RetroSearch Browse

Home - News ( United States | United Kingdom | Italy | Germany ) - Football scores

Showing content from https://github.com/numpy/numpy/issues/5844 below:

Decide on what the resolution rules for op/rop/__numpy_ufunc__ actually are · Issue #5844 · numpy/numpy · GitHub

There is a complex set of questions around how to handle method resolution in the presence of __numpy_ufunc__. Currently in master is an extremely complicated set of rules that isn't documented and that I don't actually understand (see #5748 for the latest set of changes to this), so it's kinda hard to know whether they are correct, but I suspect not. And this is a blocker for 1.10, b/c whatever we release in 1.10 will be set in stone forever.

I strongly feel that we cannot include __numpy_ufunc__ in a release without at least having a document somewhere describing what the actual dispatch rules are. I hope that doesn't mean we have to defer __numpy_ufunc__ for another release, but if it does then it does.

AFAICT this is how a op b dispatch works for ndarrays, BEFORE __numpy_ufunc__ (i.e., this is how 1.9 works):

First Python uses the subclass rule to decide whether to invoke a.__op__(b) or b.__rop__(a). So in the case where one of these objects is a proper subclass of the other, that object always gets to do absolutely anything, so that's fine. The interesting cases are the ones where neither is a proper subclass of the other (either because it's like, matrix + masked array, or because it's like ndarray + scipy.sparse).

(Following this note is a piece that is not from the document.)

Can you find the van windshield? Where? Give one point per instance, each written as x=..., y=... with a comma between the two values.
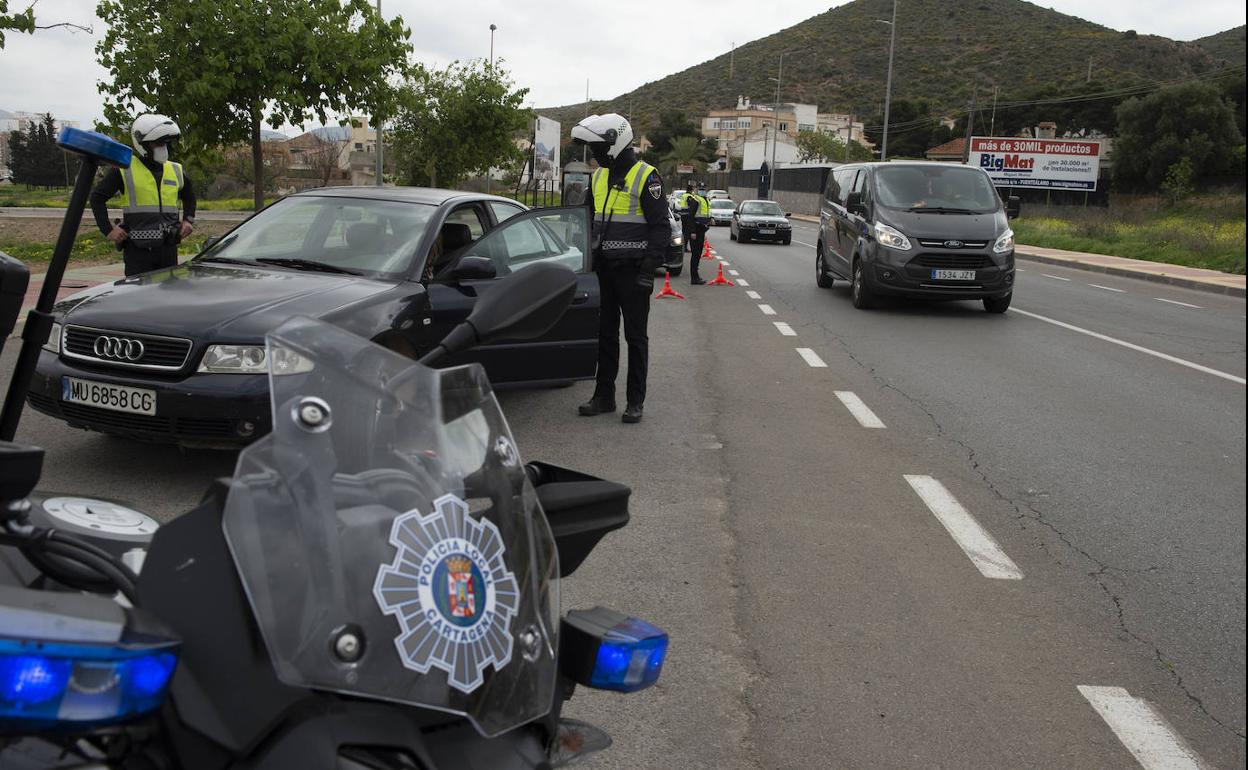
x=937, y=189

So without loss of generality, let's focus on the case where Python calls a.__op__(b), and a is either an instance of ndarray or else an instance of a subclass of ndarray which has not overridden __op__, i.e. we're getting ndarray.__op__(a, b).
ndarray.__op__ has the following logic (see PyArray_GenericBinaryFunction in number.c):
- If b is not an ndarray at all (even a subclass), and b has a higher __array_priority__ than a, then we return NotImplemented and let control pass to b.__rop__(a).
- Otherwise, we call np.op(a, b) and let the ufunc machinery take over.
np.op(a, b) does the following (see PyUFunc_GenericFunction, PyUFunc_GeneralizedFunction, in ufunc_object.c, and also ufunc_generic_call which converts -2 return values from the previous into NotImplemented so you have to audit their whole call stack):
- If b is not an ndarray, and calling np.array(b) returns an object array (presumably because coercion failed... though I guess this could also be hit if b.__array__() return an object array or something), AND b has a higher __array_priority__ than a, and b has an __rop__ method, then return NotImplemented.
- If any of our arrays contain structured dtypes or strings, and there are no special struct ufunc loops registered, but not if any of our arrays contain objects, then return NotImplemented. (This is buried in get_ufunc_arguments, search for return -2.)
- Otherwise we return the actual ufunc result.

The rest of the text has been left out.